The processing unit 430 is configured to reject the information error data and update the tag error data for the noise data, so as to obtain target noise data, where the target noise data is used to train the enterprise classification model.
Optionally, the determining unit 420 is specifically configured to: acquiring enterprise related information of each data in the noise data; according to each enterprise related information, calculating text information entropy, text similarity and/or vector distance of each data; determining the confidence coefficient of each data according to the text information entropy, the text similarity and the vector distance; determining the data with the confidence coefficient smaller than the preset threshold value as the information error data; and determining the data with the confidence coefficient larger than or equal to the preset threshold value as the label error data.
Optionally, the processing unit 430 is specifically configured to: removing the information error data from the noise data; determining label updatable data and label non-updatable data in the label error data according to a preset updating strategy; updating the label of the label updatable data to obtain updated data; and determining the target noise data according to the updating data and the label non-updating data.
Optionally, the apparatus further comprises: and the screening unit is used for screening the noise data from the enterprise data by using confidence learning and a preset screening strategy.
Optionally, each enterprise data carries an original tag, and the screening unit is specifically configured to: processing the plurality of enterprise data by using the constructed classification model to obtain the prediction probability of each enterprise data; predicting the real label of each enterprise data according to the prediction probability of each enterprise data; estimating joint probability distribution of the original tag and the real tag according to the original tag and the real tag of each enterprise data; and screening enterprise data conforming to the screening strategy from the plurality of enterprise data based on the joint probability distribution to obtain the noise data, wherein the screening strategy comprises a noise rate screening strategy and/or an industry category screening strategy.
Optionally, the apparatus further comprises: the training unit is used for performing M-turn training on the basic model by utilizing the target noise data to obtain an enterprise classification model set, M is a positive integer, the enterprise classification model set comprises M enterprise classification models, and the basic models adopted by each turn of training are different.
Optionally, the training unit is specifically configured to: determining a training sample set corresponding to the ith training, wherein i is a positive integer and is sequentially increased, i is less than or equal to M, and the training sample set adopted by each training is different; determining a basic model corresponding to the ith training; training the basic model corresponding to the ith training according to the training sample set corresponding to the ith training to obtain an enterprise classification model corresponding to the ith training; and forming the enterprise classification model set according to the enterprise classification model obtained by training each round.
Optionally, the training unit is further configured to: acquiring non-noise data of the plurality of enterprise data when i=1; constructing the training sample set according to the non-noise data and the target noise data; when i is not equal to 1, determining non-noise data corresponding to the ith training; determining target noise data corresponding to the ith training; and forming a training sample set corresponding to the ith wheel training according to the non-noise data corresponding to the ith wheel training and the target noise data corresponding to the ith wheel training.

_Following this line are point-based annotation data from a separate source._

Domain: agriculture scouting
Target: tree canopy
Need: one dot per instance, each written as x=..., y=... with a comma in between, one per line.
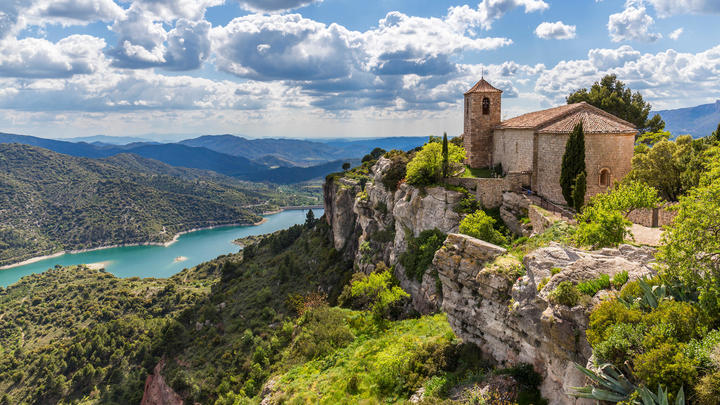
x=611, y=95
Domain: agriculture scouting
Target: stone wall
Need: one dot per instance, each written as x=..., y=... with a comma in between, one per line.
x=513, y=148
x=512, y=322
x=478, y=128
x=602, y=151
x=657, y=217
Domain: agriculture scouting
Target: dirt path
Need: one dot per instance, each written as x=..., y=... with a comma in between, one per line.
x=646, y=236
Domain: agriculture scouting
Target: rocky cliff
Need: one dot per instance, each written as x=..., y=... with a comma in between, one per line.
x=492, y=298
x=374, y=225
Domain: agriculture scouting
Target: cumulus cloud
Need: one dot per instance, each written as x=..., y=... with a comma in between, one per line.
x=274, y=5
x=666, y=8
x=143, y=43
x=556, y=30
x=413, y=45
x=70, y=12
x=632, y=24
x=168, y=10
x=284, y=47
x=662, y=76
x=676, y=34
x=463, y=17
x=39, y=58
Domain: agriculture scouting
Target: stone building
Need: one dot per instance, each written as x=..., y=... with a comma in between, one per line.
x=533, y=144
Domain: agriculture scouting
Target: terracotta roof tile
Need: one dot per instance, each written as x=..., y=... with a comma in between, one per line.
x=483, y=87
x=564, y=118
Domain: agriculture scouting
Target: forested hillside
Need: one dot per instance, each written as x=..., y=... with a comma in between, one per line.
x=51, y=202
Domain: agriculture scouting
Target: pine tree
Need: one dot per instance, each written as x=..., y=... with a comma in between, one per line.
x=573, y=162
x=446, y=158
x=310, y=219
x=579, y=190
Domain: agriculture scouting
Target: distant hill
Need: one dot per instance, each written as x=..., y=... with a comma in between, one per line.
x=51, y=201
x=364, y=146
x=298, y=152
x=698, y=121
x=172, y=154
x=108, y=140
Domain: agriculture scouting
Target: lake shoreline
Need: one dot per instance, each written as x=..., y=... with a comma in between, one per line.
x=164, y=244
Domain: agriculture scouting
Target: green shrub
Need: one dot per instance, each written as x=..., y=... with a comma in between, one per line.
x=607, y=314
x=673, y=320
x=378, y=290
x=703, y=349
x=420, y=252
x=591, y=287
x=619, y=279
x=480, y=225
x=397, y=170
x=666, y=365
x=566, y=293
x=320, y=331
x=623, y=342
x=426, y=167
x=603, y=222
x=708, y=389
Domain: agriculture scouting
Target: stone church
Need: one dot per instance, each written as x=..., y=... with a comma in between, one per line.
x=531, y=146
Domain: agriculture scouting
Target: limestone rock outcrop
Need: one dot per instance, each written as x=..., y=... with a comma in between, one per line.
x=374, y=225
x=513, y=322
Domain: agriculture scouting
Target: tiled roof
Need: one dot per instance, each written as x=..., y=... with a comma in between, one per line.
x=483, y=87
x=564, y=118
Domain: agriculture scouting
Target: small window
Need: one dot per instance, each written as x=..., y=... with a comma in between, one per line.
x=604, y=178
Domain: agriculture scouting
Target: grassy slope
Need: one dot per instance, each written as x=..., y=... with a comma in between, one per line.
x=50, y=202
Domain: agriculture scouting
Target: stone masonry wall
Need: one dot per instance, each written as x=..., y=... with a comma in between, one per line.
x=613, y=152
x=478, y=128
x=513, y=149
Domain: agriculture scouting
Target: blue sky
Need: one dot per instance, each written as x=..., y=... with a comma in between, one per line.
x=333, y=68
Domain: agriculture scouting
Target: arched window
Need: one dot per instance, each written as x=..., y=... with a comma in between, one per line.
x=486, y=106
x=605, y=178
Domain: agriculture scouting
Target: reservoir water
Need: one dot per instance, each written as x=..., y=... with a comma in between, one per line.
x=160, y=261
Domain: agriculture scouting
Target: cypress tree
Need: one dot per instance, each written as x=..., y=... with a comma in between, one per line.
x=446, y=156
x=579, y=190
x=573, y=162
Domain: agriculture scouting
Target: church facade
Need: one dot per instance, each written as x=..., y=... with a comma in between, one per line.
x=533, y=144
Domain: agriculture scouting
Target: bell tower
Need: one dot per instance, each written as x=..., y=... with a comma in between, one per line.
x=482, y=115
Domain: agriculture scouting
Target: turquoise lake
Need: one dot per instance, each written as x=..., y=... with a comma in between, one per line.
x=159, y=261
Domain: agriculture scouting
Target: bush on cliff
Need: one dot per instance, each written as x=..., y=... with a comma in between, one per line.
x=420, y=251
x=480, y=225
x=425, y=168
x=603, y=222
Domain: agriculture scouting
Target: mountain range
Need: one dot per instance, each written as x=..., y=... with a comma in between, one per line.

Optionally, the training unit is further configured to: determining noise data in a training sample set corresponding to the i-1 th round of training; determining information error data and label error data in noise data corresponding to the i-1 th training; and eliminating information error data in the noise data corresponding to the i-1 th wheel training, and updating label error data in the noise data corresponding to the i-1 th wheel training to obtain target noise data corresponding to the i-1 th wheel training.
Optionally, the apparatus further comprises: the adjusting unit is used for calculating the joint distribution probability of the training sample set used for the ith round of training in the ith round of training process; according to the joint distribution probability of the ith training, the weight of each data in the training sample set used in the ith training is adjusted, and the adjusted weight is used for adjusting the weight of the loss function in the (i+1) th training.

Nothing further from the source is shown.